Ah gurbet, zalim gurbet,
Ağlatırsın adamı,
Gözümde yaş kalmadı,
Bıraksana yakamı.
Rahmetli sanatçımız Volkan Konak,
gömleğinin yakasını açarak elleriyle bağrına vura vura duygu dolu, hasret kokan bu şarkıyı söylediği an…
Gözyaşlarımızı içimize atar, için için ağlardık kimseler görmesin diye.
Gözlerimizi kapatır, alıp bizi getirirdi birden özlediğimiz insanların yaşadığı diyarlara.
“Gemiler geçer rüyalarımda,
Allı pullu gemiler damların üzerinden,
Ben zavallı,
Ben yıllardır denize hasret,
Bakar bakar ağlarım,” der ya şair…
İşte böyle bir şeydir gurbet.
Ahşabı için için kemiren tahta kurusu gibidir gurbet…

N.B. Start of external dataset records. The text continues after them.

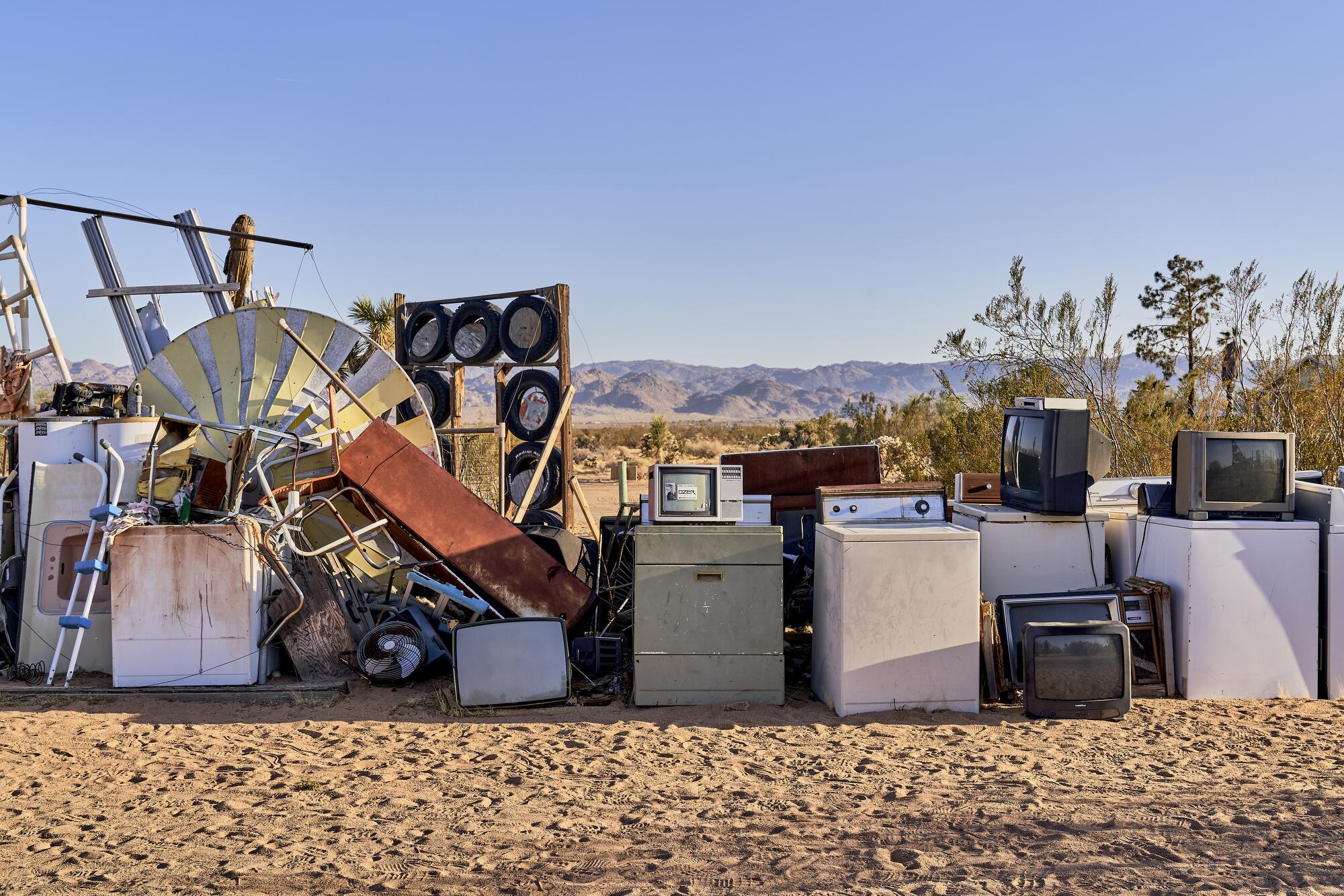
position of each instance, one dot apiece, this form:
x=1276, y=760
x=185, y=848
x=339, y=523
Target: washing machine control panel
x=924, y=502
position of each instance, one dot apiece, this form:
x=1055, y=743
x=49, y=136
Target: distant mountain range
x=615, y=392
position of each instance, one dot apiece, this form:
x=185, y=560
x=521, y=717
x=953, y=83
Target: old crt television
x=1050, y=456
x=696, y=494
x=1077, y=670
x=1234, y=474
x=1017, y=611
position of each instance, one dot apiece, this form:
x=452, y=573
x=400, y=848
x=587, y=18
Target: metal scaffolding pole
x=204, y=261
x=123, y=307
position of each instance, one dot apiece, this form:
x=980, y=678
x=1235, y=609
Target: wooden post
x=455, y=414
x=562, y=307
x=501, y=379
x=583, y=502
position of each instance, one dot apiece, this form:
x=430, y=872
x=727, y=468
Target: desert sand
x=381, y=791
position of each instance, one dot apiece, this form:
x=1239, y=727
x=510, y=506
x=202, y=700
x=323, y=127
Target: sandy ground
x=603, y=496
x=382, y=792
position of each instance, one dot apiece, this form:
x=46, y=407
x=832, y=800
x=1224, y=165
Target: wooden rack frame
x=560, y=298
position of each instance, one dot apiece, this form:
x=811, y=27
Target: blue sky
x=787, y=185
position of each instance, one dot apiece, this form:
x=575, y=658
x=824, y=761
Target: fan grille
x=392, y=654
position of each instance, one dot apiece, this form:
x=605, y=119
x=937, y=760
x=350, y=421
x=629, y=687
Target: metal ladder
x=89, y=566
x=15, y=248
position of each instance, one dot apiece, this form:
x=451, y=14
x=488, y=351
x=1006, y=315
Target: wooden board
x=318, y=637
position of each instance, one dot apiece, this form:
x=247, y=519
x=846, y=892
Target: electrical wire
x=319, y=272
x=290, y=300
x=1092, y=557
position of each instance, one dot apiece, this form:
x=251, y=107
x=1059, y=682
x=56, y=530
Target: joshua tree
x=377, y=318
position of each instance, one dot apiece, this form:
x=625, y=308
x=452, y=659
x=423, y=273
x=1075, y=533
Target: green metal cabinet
x=709, y=615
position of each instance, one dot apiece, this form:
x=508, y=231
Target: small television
x=696, y=494
x=1234, y=475
x=1077, y=670
x=1017, y=611
x=1052, y=455
x=499, y=663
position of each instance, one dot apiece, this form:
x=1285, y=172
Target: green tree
x=659, y=444
x=1240, y=318
x=1182, y=302
x=378, y=319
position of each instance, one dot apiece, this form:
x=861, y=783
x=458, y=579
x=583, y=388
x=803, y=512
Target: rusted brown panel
x=980, y=488
x=803, y=471
x=462, y=529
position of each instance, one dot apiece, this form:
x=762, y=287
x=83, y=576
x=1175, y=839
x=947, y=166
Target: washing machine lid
x=1105, y=494
x=999, y=514
x=897, y=533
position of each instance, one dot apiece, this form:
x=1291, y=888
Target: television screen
x=1080, y=667
x=687, y=491
x=1010, y=461
x=1025, y=441
x=1245, y=471
x=1019, y=615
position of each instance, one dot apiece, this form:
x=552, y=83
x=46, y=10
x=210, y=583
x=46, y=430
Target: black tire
x=532, y=401
x=522, y=465
x=475, y=337
x=530, y=330
x=544, y=518
x=436, y=392
x=427, y=335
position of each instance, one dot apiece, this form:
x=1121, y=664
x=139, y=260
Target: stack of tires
x=528, y=331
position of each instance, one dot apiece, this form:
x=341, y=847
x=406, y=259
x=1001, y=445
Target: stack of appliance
x=791, y=478
x=1244, y=573
x=709, y=616
x=897, y=609
x=1119, y=500
x=1042, y=537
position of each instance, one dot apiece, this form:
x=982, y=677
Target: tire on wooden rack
x=475, y=337
x=532, y=401
x=522, y=467
x=427, y=332
x=544, y=518
x=530, y=330
x=436, y=390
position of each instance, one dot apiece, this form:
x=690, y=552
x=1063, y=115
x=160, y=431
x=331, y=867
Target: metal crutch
x=89, y=566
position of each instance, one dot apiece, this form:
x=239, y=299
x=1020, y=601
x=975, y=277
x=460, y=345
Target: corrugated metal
x=502, y=562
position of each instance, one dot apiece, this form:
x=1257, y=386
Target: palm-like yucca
x=377, y=318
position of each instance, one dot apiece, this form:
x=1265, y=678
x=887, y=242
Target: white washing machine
x=1119, y=500
x=896, y=619
x=1325, y=506
x=1245, y=615
x=1032, y=553
x=52, y=440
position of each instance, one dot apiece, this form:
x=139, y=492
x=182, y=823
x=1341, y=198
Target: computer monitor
x=1077, y=670
x=696, y=494
x=1050, y=456
x=1234, y=474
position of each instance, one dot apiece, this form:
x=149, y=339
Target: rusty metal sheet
x=804, y=471
x=428, y=502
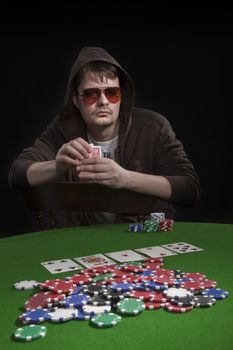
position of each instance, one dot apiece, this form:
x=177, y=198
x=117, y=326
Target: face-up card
x=95, y=151
x=125, y=255
x=182, y=247
x=62, y=265
x=155, y=252
x=94, y=260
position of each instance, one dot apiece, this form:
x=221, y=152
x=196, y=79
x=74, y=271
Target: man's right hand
x=71, y=153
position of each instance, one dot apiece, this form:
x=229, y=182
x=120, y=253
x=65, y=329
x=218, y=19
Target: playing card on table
x=155, y=251
x=95, y=151
x=125, y=255
x=62, y=265
x=182, y=247
x=94, y=260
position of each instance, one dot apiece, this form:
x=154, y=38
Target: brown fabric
x=147, y=142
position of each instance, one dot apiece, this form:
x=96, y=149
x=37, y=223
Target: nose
x=102, y=100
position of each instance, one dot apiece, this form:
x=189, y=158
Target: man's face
x=102, y=113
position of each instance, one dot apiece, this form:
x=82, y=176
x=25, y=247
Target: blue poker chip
x=216, y=293
x=35, y=316
x=77, y=290
x=147, y=273
x=81, y=316
x=152, y=286
x=122, y=287
x=76, y=300
x=136, y=227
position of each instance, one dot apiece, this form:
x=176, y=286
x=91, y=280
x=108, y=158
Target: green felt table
x=209, y=328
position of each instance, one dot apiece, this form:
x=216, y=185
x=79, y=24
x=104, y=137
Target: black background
x=180, y=59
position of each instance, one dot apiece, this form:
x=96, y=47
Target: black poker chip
x=187, y=301
x=203, y=301
x=94, y=289
x=99, y=300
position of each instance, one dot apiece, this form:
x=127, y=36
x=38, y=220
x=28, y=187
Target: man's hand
x=103, y=171
x=71, y=153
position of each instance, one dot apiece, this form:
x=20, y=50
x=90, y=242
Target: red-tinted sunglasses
x=90, y=96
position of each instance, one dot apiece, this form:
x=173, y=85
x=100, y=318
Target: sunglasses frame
x=91, y=95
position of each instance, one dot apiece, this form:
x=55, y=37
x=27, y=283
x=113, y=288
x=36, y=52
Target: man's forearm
x=154, y=185
x=40, y=173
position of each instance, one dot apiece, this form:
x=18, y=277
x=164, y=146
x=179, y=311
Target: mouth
x=103, y=113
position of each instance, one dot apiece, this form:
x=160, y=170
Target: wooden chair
x=82, y=196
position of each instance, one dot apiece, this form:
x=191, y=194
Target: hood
x=90, y=54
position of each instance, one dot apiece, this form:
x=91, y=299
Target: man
x=140, y=149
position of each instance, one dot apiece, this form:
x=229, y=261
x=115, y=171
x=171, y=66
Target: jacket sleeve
x=45, y=148
x=172, y=162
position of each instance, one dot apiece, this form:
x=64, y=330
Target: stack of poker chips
x=103, y=294
x=156, y=223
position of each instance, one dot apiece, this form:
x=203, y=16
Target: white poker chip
x=95, y=310
x=26, y=284
x=179, y=293
x=62, y=314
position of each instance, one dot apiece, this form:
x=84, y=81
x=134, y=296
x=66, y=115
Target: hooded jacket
x=147, y=143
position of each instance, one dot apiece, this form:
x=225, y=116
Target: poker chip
x=79, y=279
x=94, y=289
x=95, y=310
x=81, y=316
x=25, y=285
x=60, y=315
x=37, y=301
x=216, y=293
x=151, y=225
x=99, y=300
x=35, y=316
x=122, y=287
x=157, y=216
x=131, y=307
x=149, y=305
x=136, y=227
x=179, y=293
x=113, y=295
x=176, y=308
x=187, y=301
x=106, y=320
x=76, y=300
x=31, y=332
x=204, y=301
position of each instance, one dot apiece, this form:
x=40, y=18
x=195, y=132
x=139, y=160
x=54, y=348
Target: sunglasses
x=90, y=96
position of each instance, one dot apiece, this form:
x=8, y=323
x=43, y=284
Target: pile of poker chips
x=156, y=223
x=104, y=295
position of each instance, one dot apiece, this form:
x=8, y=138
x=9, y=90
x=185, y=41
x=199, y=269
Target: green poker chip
x=131, y=307
x=105, y=320
x=31, y=332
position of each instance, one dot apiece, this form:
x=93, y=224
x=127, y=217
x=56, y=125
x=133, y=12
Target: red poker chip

Hepimizin ailesinde veyahut çevresinde gurbetçilik yapan, yani gurbet ellerde ekmek parası için, çoluk çocuğunun rızkı için yıllarca gece gündüz demeden; kadını, kızı, erkeği ile çalışıp saçını süpürge eden, gurbetin kahrını çeken insanlar vardır elbette.
Allah’ım kimseyi gurbet ellerde çaresiz, kimsesiz bırakmasın.
Gurbetçilik eskiden çok zordu, şimdilerde ise o kadar değil.
Altmışlı yılların başında Almanya (gurbetçilerin tabiriyle Alamanya) ülkemizden işçi alımına başladığı zamanlar yazılmamış binlerce hüzünlü hikâye işte o zamanlar başlar.
Türkiye’den Almanya’ya giden ilk işçi grubu 1961 yılında, 450 kişilik bir kafile olarak Düsseldorf’a ulaşmıştır.
Yolculuk İstanbul Sirkeci Garı’ndan trenle başlamış, işçiler Almanya’daki istihdam edilecekleri şehirlere dağıtılmıştır.
Çok ağıtlar yakılmış, şarkılar şiirler yazılmıştır gurbet için.
Altmışlı yıllarda Almanya’ya çalışmaya giden işçilerimiz ilk izinlerini geçirmek için ülkelerine döndüklerinde, bizler için çok farklı kültürlerin görsellerini köylerimizde, şehirlerimizde görmeye ve Avrupa’yı tanımaya onlar sayesinde başlamıştık.
İlk gelen işçileri tüylü şapkalı, ellerinde teyipleri ve radyolarıyla çarşıda pazarda dolaşırken görünce, şaşkın gözlerle onları anlamaya çalışıyorduk.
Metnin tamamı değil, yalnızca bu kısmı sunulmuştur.